あたしの周りには無数の屍がよこたわっている。全てあたしが殺った。
自分の体を血で赤く染まるまで…
でも、まだ足りない。あたしはこの戦いに於いて恐れられて、英雄に数えられている。
だけど、こんなもんじゃあまだ大切な物なんて護れない。
この攘夷戦争で大切な物を見つけた。
あたしの護りたい物だ。
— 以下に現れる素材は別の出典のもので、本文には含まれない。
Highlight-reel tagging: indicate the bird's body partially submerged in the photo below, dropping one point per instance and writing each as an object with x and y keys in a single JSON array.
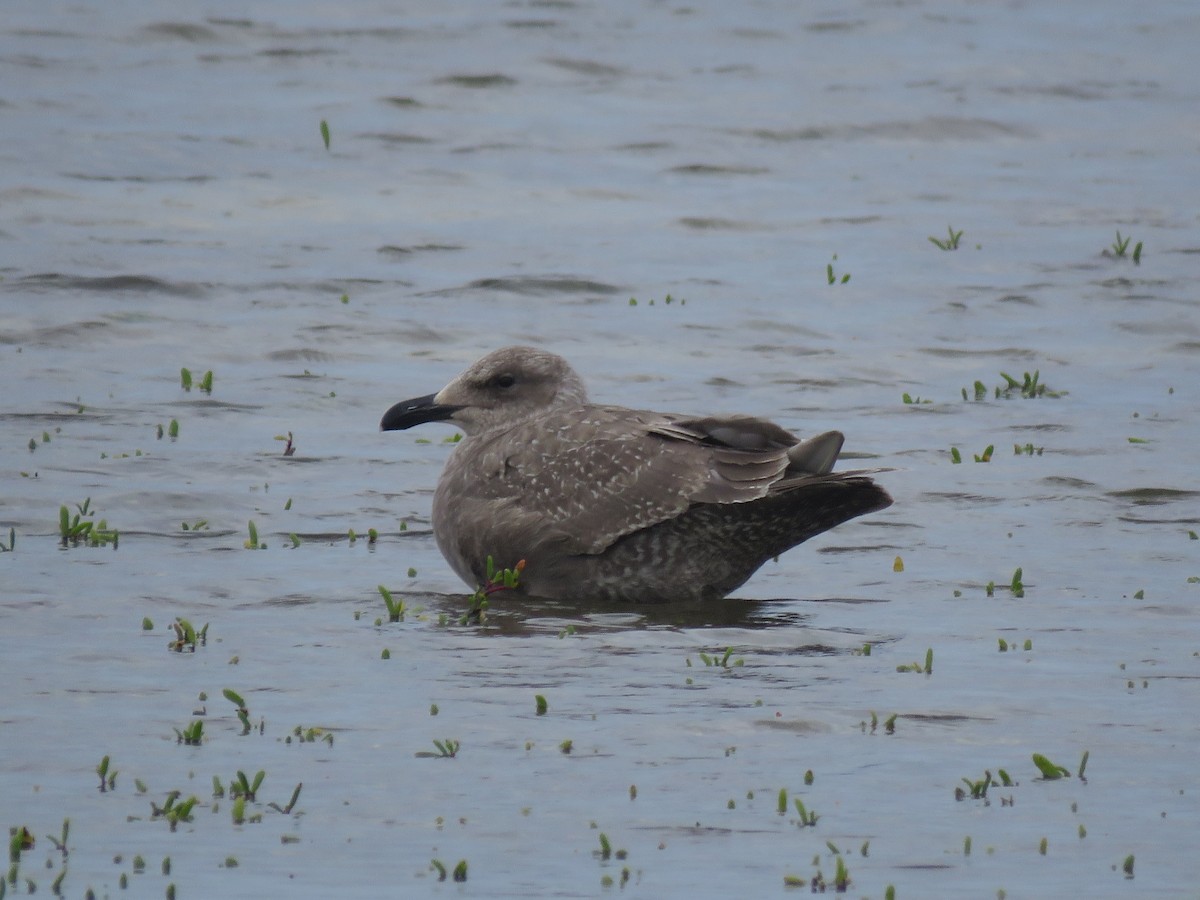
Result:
[{"x": 606, "y": 503}]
それはあたしなんかが護らなくてもすごく強い…
でも、失いたくない。
この戦場下で何が起きるか分からないから。
失う苦しみはもう沢山だ。
あたしの隊は自分を残して全滅だった。
仲間を殺した残りの天人はあたしが全て殺した。
事実上周りに誰一人居ない状態だった。
「早く…皆の所に戻らないと」
あたしが屍を乗り越えて帰ろうとした時だった。
‘ポツッ,
曇天の空から雨が降ってきた。
「ツッ」
抑えていた感情が一気に外に出て、大量の雫があたしの頬をつたう。
「空も泣いてるの?」
激しい雨があたしに付いた返り血を洗い流す。
なんでこんな想いをしなくちゃいけないの?
神様は意地悪だ。何にもしてくれないんだもの。